Deru teriakan dendam amarah mengaung di seluruh pelosok Kesultanan Perlak. Ingin rasanya tanah menolak darah yang bercucuran, namun korban tak dapat terhindarkan.
Sorak gema kemenangan Sriwijaya membuat gema ketakutan rakyat jelata. Kali ini tiada ampun dan tiada sisa bagi Aisyah, ia kandas dalam kesedihan yang mendalam.
Oh jiwa yang gagah berani prajurit Perlak, darah kalian lain kali akan ia ganti dengan kemerdekaan. Bersabarlah dalam doa, tegulah dalam hati dan kuatlah dalam hidup, itulah pesan Aisyah.
Namun berbeda dengan Ali, ketika ia membuka mata kesedihan atas perpisahan kembali menderu jiwanya. Ia mencoba menepis bayang namun wajah cantik Putri selalu terbayang di pelupuk mata.

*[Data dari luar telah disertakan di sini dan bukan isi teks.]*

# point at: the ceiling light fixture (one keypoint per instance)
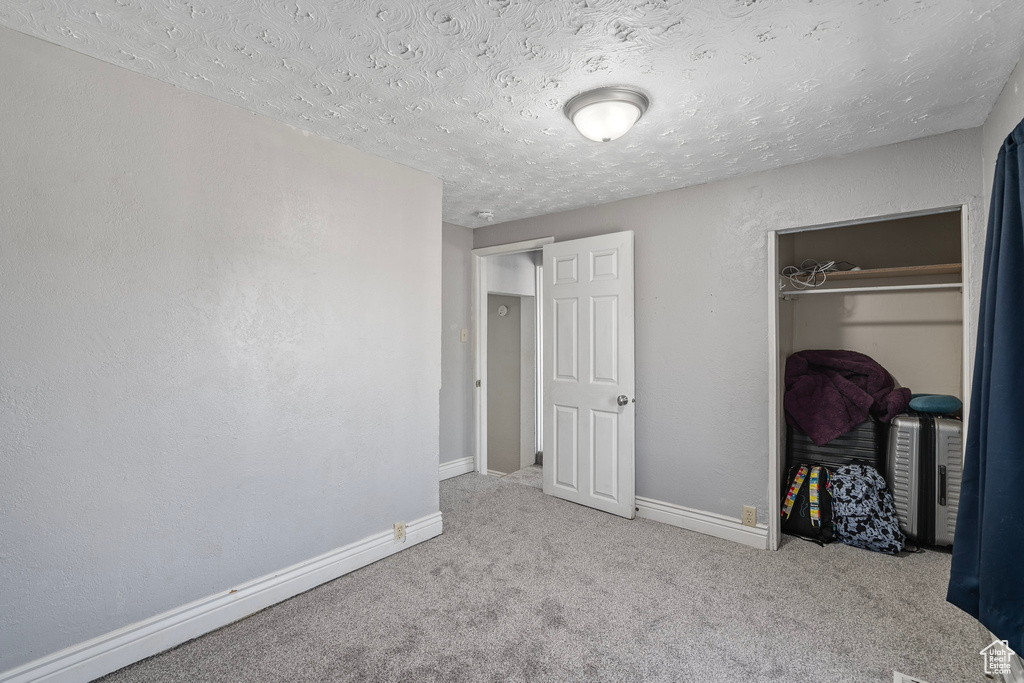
(606, 114)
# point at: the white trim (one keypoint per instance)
(479, 323)
(871, 219)
(456, 467)
(124, 646)
(704, 522)
(774, 397)
(1016, 674)
(513, 247)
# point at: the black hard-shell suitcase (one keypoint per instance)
(864, 444)
(925, 470)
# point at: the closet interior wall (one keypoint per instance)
(916, 335)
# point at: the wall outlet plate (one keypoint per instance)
(903, 678)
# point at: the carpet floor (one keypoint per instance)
(523, 587)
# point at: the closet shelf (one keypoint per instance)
(792, 294)
(903, 271)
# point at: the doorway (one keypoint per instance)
(901, 296)
(508, 401)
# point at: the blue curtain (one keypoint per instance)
(987, 575)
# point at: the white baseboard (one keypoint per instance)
(119, 648)
(456, 467)
(702, 522)
(1016, 674)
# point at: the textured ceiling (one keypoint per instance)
(472, 91)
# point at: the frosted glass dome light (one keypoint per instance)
(606, 114)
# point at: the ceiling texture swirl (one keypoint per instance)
(472, 91)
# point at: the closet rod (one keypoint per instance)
(862, 290)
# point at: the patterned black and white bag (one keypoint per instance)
(863, 510)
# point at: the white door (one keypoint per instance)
(588, 372)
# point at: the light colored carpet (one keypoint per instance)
(529, 476)
(523, 587)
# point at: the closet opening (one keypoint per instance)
(892, 288)
(508, 330)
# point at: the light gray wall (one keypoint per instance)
(512, 273)
(527, 381)
(701, 298)
(1006, 114)
(504, 383)
(457, 356)
(219, 346)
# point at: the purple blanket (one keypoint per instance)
(827, 393)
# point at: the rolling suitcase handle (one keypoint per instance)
(942, 484)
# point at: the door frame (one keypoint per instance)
(479, 323)
(776, 419)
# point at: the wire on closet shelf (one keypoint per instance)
(812, 273)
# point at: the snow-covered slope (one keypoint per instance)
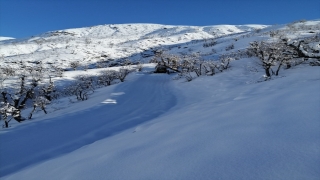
(5, 38)
(233, 125)
(108, 42)
(213, 128)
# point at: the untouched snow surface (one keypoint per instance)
(222, 127)
(233, 125)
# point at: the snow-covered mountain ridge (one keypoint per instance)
(109, 42)
(211, 119)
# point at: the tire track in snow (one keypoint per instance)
(137, 102)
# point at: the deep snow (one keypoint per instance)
(223, 127)
(233, 125)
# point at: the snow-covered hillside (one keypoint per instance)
(233, 124)
(109, 42)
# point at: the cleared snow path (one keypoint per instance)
(130, 104)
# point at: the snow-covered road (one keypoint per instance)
(129, 105)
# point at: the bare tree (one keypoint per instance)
(41, 102)
(107, 76)
(122, 73)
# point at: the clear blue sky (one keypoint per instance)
(23, 18)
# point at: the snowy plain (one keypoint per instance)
(228, 126)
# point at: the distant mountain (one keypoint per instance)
(5, 38)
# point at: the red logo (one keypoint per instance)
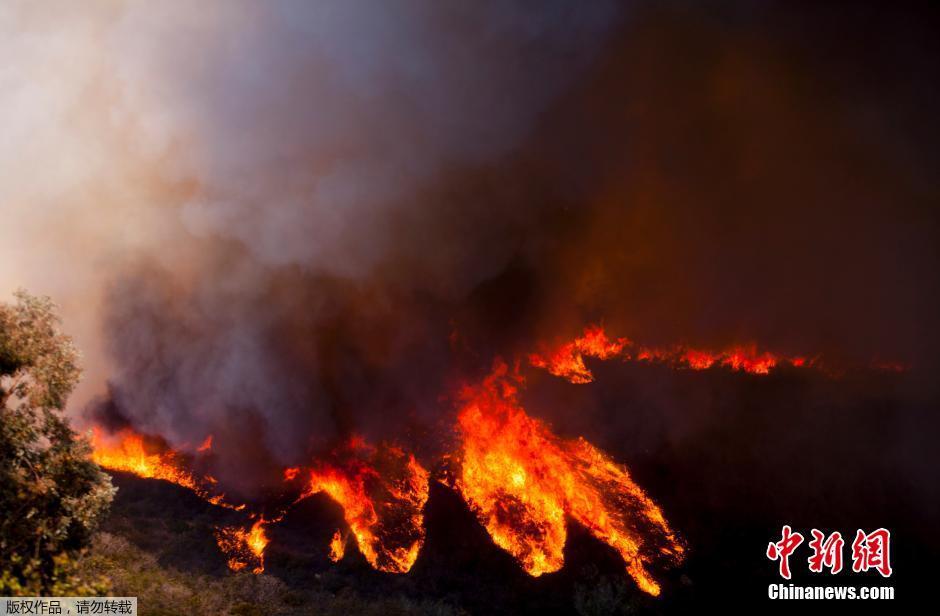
(869, 551)
(782, 549)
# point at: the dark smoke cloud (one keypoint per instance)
(329, 211)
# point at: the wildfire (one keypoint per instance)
(567, 361)
(127, 451)
(522, 481)
(337, 546)
(206, 444)
(244, 547)
(382, 491)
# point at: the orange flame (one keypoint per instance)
(130, 454)
(567, 361)
(337, 546)
(206, 444)
(382, 492)
(522, 481)
(244, 547)
(127, 451)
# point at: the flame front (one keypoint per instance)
(567, 360)
(128, 453)
(337, 546)
(522, 481)
(382, 491)
(244, 547)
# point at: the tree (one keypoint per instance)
(51, 493)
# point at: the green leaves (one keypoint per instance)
(51, 493)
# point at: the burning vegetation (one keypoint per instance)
(567, 360)
(382, 491)
(523, 482)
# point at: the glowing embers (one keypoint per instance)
(130, 452)
(522, 481)
(382, 491)
(337, 546)
(243, 547)
(567, 360)
(127, 451)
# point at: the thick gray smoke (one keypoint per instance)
(250, 203)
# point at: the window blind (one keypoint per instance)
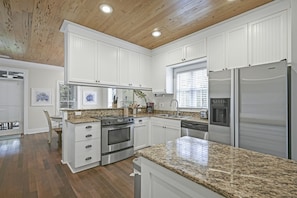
(192, 87)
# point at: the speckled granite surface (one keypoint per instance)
(229, 171)
(82, 120)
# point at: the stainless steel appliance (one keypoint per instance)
(204, 114)
(117, 138)
(259, 108)
(194, 129)
(220, 111)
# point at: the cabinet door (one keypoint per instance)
(172, 133)
(237, 47)
(195, 50)
(145, 70)
(82, 59)
(268, 39)
(157, 133)
(175, 56)
(140, 136)
(134, 69)
(216, 52)
(108, 63)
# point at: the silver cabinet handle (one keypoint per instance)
(88, 158)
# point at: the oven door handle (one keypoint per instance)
(120, 126)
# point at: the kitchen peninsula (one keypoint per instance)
(190, 167)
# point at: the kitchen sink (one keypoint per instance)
(172, 116)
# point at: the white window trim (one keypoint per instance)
(185, 67)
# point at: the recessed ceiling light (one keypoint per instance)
(156, 33)
(106, 8)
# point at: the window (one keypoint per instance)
(191, 86)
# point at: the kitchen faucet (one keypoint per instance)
(177, 108)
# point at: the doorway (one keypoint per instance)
(11, 102)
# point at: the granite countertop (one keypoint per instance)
(226, 170)
(82, 120)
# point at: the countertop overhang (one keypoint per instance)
(226, 170)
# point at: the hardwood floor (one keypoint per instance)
(29, 167)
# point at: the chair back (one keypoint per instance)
(50, 127)
(49, 121)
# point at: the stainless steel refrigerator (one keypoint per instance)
(259, 116)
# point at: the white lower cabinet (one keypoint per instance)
(141, 133)
(85, 146)
(157, 181)
(163, 130)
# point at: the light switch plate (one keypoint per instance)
(77, 113)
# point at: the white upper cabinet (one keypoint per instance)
(98, 59)
(124, 67)
(216, 52)
(108, 64)
(268, 39)
(145, 71)
(160, 82)
(187, 52)
(81, 59)
(237, 47)
(134, 69)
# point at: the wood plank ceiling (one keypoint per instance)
(29, 29)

Dengan kekalahan telak Perlak, Sultan ditahan di istana. Hak pemerintahan Perlak di gantikan oleh panglima Sriwijaya. Sedangkan Aisyah di tahan di penjara, karena ia di nilai punya potensi berbahaya bagi kemenangan Sriwijaya.
Lusuh sudah kulit mulus mu Putri, tiada yang hormat padamu. Dua luka kau pikul di atas kepala, luka perpisahan dan luka bangsa yang tertindas. fikirannya jauh terbang menerka, apakah Ali cintanya itu masih hidup. Ia khawatir akan menjadi pembunuh atas luka yang ia buat di tubuhnya. Tak dapat di tepis bahwa benar ia mencintai Parameswara.
Namun lagi-lagi fakta jika ia adalah Pangeran Sriwijaya yang amat ia benci menepis rasa bersalah itu menjadi benci.
Namun waktu tak berujung di dalam jeruji besi membuat mulai mengerti jika Ali adalah laki-laki yang hebat.